The Stanford Green Campus Program established a real-time energy monitoring and feedback system at Storey House and at the Human Biology academic theme house. Residents and administrators monitored electricity consumption at each house on an online “building dashboard,” which provided a graphical and educational user interface.

Spring Symposium: Climate Change and Marine Systems: Managing for Resiliency
Year Funded: 2008
Stanford Journal of Law, Science & Policy; co-sponsored by Student Collaborations for Ocean Research and Education (SCORE)

The April 10 symposium at the Stanford Law School brought together academics, lawyers, business people and government and nonprofit leaders to focus on the increasing challenges of managing the marine environment in the context of climate change. Senator Sheldon Whitehouse (D-RI) gave the keynote, and panels on marine renewable energy, marine protected areas and fisheries were developed by E-IPER, Biology, Law and Engineering students. In conjunction with the symposium, an author's workshop was held on April 11 to develop a set of policy recommendations along the lines of the scientific consensus statement on marine ecosystem-based management produced by COMPASS. The symposium results were communicated broadly through journal articles and the web.

Stanford Scientific Magazine
Year Funded: 2008
Stanford Scientific Magazine

Stanford Scientific Magazine (SSM) hopes to foster a deeper understanding and appreciation of the extraordinary scientific advancements that happen right at home, in the laboratories and classrooms of Stanford University. Due to the recent expansion suggested by the magazine’s faculty advisory board, SSM used the Mel Lane funding to cover printing costs of additional copies for the three issues published this year.

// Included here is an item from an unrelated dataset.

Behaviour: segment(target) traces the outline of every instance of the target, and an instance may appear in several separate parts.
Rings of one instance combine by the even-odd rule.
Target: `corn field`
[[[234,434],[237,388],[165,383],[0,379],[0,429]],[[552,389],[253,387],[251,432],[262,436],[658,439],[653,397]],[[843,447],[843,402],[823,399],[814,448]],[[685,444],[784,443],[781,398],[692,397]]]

Sustainable Fashion Show Stanford
Q&A with project team
Year Funded: 2008
Sustainable Fashion Collective

The group held a sustainable fashion show during Earth Week, created a space for Stanford designers to experiment with materials and zero-waste construction techniques and sold commissioned pieces on campus. This grant also provided sewing equipment for ongoing product development. The group hopes to become a think tank and practicum for Stanford students interested in sustainable fashion design, eco-fashion culture, and efficient fabrics research and manufacturing. With each American throwing out an average of 68 pounds of clothing per year, and the use of petroleum- based fabrics, such as nylon and polyester, the group hopes to raise awareness and create products that become trendy on campus.